Search Unity

Question Abbysmal performance in prediction system group + schedule parallel

Discussion in 'NetCode for ECS' started by l33t_P4j33t, Apr 14, 2021.

  1. l33t_P4j33t

    l33t_P4j33t

    Joined:
    Jul 29, 2019
    Posts:
    232
    whenever there's any system set to schedule parallel and updates in ghost prediction system group, the performance absolutely tanks.
    and these are quite involved multi thousand line jobs.
    shouldn't the extra threads make short work of this? is this intended behavior?



    this is with burst on, leak detection off, safety off, jobs debugger off
     

    Attached Files:

    Lukas_Kastern likes this.
  2. CMarastoni

    CMarastoni

    Unity Technologies

    Joined:
    Mar 18, 2020
    Posts:
    900
    It should in general and it is not the intend behaviour at all.

    That being said, the cost of scheduling jobs can be quite high. Scheduling a job may take up to 200 us in some cases, that all depends on how many safety handles are present and another bunch of things.
    Should be noted that in the build you will not get these costs at all. The safety system is disable in that case.

    Also, don't take those number as the ground truth (the EntityDebugger) but always check the Profiler for understanding the real CPU time and cost. The entity debugger only show you the time on the main thread (they don't consider the job time).

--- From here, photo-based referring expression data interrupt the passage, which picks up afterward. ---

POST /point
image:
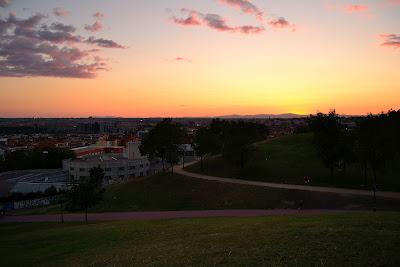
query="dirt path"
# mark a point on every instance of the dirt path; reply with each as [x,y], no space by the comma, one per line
[161,215]
[393,195]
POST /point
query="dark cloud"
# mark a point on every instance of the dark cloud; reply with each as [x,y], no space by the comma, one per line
[5,3]
[31,47]
[103,43]
[213,21]
[182,59]
[95,27]
[391,40]
[60,12]
[281,23]
[98,15]
[245,6]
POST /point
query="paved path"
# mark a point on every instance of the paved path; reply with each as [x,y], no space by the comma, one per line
[161,215]
[394,195]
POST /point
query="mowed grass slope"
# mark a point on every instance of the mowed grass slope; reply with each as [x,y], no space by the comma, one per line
[364,239]
[289,159]
[167,192]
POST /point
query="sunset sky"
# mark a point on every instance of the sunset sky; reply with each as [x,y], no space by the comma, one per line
[131,58]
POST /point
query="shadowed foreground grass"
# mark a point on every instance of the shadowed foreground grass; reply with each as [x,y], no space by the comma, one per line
[289,159]
[363,239]
[166,192]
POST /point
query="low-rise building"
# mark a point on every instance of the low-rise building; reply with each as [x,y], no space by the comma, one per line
[118,163]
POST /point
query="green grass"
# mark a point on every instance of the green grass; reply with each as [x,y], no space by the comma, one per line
[288,160]
[165,192]
[363,239]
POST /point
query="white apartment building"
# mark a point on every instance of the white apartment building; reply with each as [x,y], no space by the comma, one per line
[116,166]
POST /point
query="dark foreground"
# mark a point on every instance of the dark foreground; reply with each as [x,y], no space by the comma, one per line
[351,239]
[158,215]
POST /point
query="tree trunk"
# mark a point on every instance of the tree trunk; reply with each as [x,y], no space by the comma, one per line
[375,187]
[86,214]
[62,213]
[241,160]
[365,174]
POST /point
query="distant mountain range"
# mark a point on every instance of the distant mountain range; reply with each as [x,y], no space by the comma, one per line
[264,116]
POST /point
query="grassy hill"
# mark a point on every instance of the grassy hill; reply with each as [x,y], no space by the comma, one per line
[363,239]
[165,192]
[289,159]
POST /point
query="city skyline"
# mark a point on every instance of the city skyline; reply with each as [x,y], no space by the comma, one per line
[194,59]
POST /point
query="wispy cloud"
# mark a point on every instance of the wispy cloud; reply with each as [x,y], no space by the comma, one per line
[33,47]
[60,12]
[95,27]
[245,6]
[5,3]
[391,40]
[182,60]
[282,23]
[214,22]
[98,15]
[355,9]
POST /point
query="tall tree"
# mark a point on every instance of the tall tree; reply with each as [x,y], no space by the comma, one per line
[377,139]
[88,192]
[327,139]
[206,141]
[163,142]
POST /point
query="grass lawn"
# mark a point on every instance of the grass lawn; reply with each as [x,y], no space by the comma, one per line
[289,159]
[363,239]
[165,192]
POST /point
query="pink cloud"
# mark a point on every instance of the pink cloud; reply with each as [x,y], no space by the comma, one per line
[391,40]
[214,22]
[98,15]
[282,23]
[356,8]
[245,6]
[182,60]
[95,27]
[60,12]
[33,46]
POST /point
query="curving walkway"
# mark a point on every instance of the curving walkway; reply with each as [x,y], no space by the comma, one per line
[393,195]
[161,215]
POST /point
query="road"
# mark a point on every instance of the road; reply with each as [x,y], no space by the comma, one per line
[393,195]
[161,215]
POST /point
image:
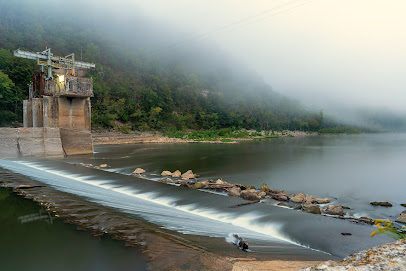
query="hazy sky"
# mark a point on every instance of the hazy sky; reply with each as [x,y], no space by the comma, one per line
[342,51]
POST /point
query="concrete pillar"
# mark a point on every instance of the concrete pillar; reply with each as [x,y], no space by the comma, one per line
[37,112]
[27,113]
[88,114]
[50,112]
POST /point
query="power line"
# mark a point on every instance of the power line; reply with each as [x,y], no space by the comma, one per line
[245,21]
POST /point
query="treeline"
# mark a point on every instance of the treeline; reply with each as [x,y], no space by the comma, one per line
[136,90]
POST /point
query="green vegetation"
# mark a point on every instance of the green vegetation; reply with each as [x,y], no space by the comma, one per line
[387,227]
[340,130]
[193,90]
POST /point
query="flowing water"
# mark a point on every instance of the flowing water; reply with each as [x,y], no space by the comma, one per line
[351,170]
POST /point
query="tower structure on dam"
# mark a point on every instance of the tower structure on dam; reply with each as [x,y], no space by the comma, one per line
[58,98]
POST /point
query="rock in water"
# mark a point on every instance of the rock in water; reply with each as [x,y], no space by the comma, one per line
[381,203]
[138,171]
[234,192]
[238,241]
[335,210]
[166,173]
[312,208]
[323,201]
[188,175]
[248,195]
[265,188]
[299,198]
[402,218]
[176,174]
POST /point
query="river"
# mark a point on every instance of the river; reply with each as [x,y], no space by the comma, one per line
[352,170]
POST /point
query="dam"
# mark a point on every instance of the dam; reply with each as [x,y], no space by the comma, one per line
[57,113]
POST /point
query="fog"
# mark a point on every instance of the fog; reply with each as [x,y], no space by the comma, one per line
[324,53]
[329,54]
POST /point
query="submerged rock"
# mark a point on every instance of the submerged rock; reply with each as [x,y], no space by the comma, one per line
[261,194]
[265,188]
[198,185]
[312,208]
[402,218]
[234,192]
[334,210]
[138,171]
[188,175]
[298,198]
[323,201]
[248,195]
[381,203]
[176,174]
[310,199]
[166,173]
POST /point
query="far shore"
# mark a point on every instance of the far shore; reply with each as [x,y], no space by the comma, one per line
[105,137]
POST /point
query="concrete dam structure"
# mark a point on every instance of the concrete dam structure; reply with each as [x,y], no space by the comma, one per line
[57,114]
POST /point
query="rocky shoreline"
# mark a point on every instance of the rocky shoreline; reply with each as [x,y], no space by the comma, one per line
[306,203]
[114,137]
[166,250]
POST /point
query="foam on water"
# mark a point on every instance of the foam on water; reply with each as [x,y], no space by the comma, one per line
[165,211]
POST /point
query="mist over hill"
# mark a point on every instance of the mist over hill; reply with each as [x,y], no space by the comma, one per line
[147,75]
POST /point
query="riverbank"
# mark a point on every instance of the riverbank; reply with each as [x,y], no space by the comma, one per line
[103,137]
[166,250]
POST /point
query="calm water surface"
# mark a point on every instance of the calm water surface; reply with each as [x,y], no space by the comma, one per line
[49,244]
[352,170]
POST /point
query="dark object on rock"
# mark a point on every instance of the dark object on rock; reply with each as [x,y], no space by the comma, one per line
[312,208]
[381,203]
[265,188]
[243,204]
[248,195]
[240,242]
[335,210]
[284,204]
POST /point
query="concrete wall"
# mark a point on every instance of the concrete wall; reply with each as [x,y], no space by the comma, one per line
[37,112]
[27,113]
[51,112]
[40,142]
[76,141]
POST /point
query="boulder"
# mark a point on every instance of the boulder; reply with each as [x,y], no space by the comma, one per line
[188,175]
[323,201]
[234,192]
[335,210]
[402,218]
[138,171]
[220,181]
[248,195]
[265,188]
[261,194]
[166,173]
[298,198]
[381,203]
[176,174]
[198,185]
[284,204]
[310,199]
[312,208]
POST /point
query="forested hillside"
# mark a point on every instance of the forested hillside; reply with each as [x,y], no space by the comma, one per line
[181,88]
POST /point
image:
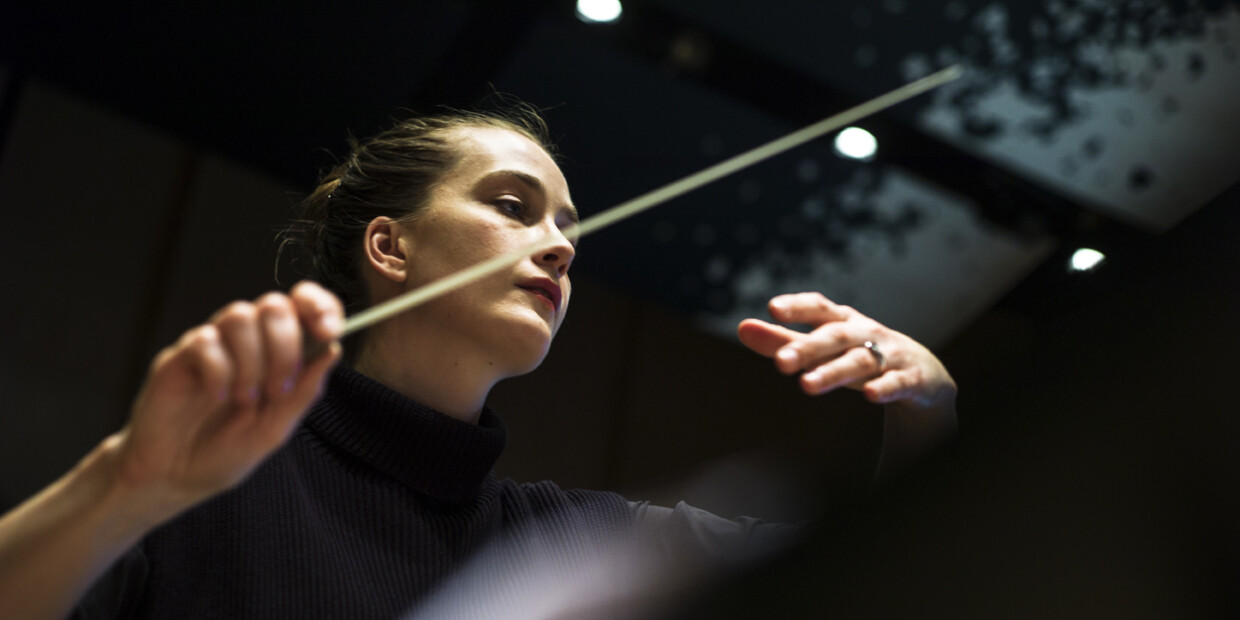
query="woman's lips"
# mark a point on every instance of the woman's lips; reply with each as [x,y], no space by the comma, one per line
[543,289]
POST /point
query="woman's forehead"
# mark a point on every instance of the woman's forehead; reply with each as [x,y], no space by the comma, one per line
[482,146]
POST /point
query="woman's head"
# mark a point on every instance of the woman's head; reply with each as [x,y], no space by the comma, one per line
[389,175]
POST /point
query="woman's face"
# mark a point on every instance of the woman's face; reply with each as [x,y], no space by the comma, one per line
[505,194]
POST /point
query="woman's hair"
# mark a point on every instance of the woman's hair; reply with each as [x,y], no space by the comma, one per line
[393,175]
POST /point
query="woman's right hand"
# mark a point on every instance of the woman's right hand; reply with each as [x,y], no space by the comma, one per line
[225,396]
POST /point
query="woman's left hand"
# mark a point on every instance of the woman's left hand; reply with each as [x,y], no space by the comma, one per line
[833,355]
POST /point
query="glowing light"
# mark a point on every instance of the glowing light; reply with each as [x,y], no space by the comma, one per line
[1085,259]
[595,11]
[856,143]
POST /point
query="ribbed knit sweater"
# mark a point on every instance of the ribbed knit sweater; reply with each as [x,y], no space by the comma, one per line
[371,505]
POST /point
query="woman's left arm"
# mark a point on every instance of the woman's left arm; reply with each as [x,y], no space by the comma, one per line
[847,349]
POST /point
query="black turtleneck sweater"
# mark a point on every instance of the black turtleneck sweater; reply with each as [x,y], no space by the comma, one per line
[372,502]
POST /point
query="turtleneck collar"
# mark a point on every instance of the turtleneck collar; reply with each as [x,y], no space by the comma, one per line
[427,450]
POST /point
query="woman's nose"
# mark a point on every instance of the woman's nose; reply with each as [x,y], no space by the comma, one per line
[558,252]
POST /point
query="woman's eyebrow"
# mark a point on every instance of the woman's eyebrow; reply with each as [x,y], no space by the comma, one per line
[533,182]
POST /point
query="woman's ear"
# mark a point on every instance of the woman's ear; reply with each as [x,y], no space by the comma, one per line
[385,253]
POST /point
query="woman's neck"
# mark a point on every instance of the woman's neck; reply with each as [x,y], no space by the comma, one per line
[428,368]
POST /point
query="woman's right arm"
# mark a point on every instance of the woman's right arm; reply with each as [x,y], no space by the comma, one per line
[213,406]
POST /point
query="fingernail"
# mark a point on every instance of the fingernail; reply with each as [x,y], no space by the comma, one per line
[330,323]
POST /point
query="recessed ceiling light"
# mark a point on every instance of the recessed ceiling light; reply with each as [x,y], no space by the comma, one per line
[598,11]
[1085,259]
[856,143]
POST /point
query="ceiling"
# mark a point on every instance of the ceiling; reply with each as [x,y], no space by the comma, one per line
[1076,122]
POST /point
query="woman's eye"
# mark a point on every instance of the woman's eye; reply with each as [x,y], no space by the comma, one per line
[511,207]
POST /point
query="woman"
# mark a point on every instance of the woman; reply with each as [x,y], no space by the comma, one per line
[216,501]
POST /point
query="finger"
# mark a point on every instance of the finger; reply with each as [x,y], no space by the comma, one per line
[306,389]
[282,344]
[853,366]
[763,337]
[239,331]
[320,313]
[810,308]
[892,386]
[201,352]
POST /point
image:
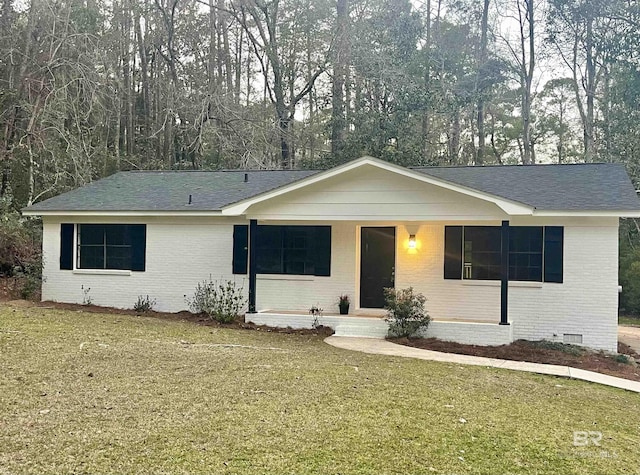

    Honestly, I didn't remember having seen that large amount of delta, in particular when jobs debugger is switched off. Is this view for the ServerWorld or the ClientWorld? What is your current frame rate ?
    Asking that, because as soon you drop under 60hz, since the NetCode run the prediction loop at fixed step, you start executing it multiple time per frame. On the client in particular, this is always the case in practice, because in general it rollback to the server snapshot and re-simulate up to the current tick. With latency 0, that means at least 2/3 tick ahead pretty much.
    Given the timing I see for your jobs in the non-thread case, very small, the cost of scheduling using threads (let's say 2/3 times per frame) is probably the dominating factor.
    If you take a look at the profiler you can also see how many loop per frame the client/server is doing and understanding where the costs goes
     
    l33t_P4j33t and Occuros like this.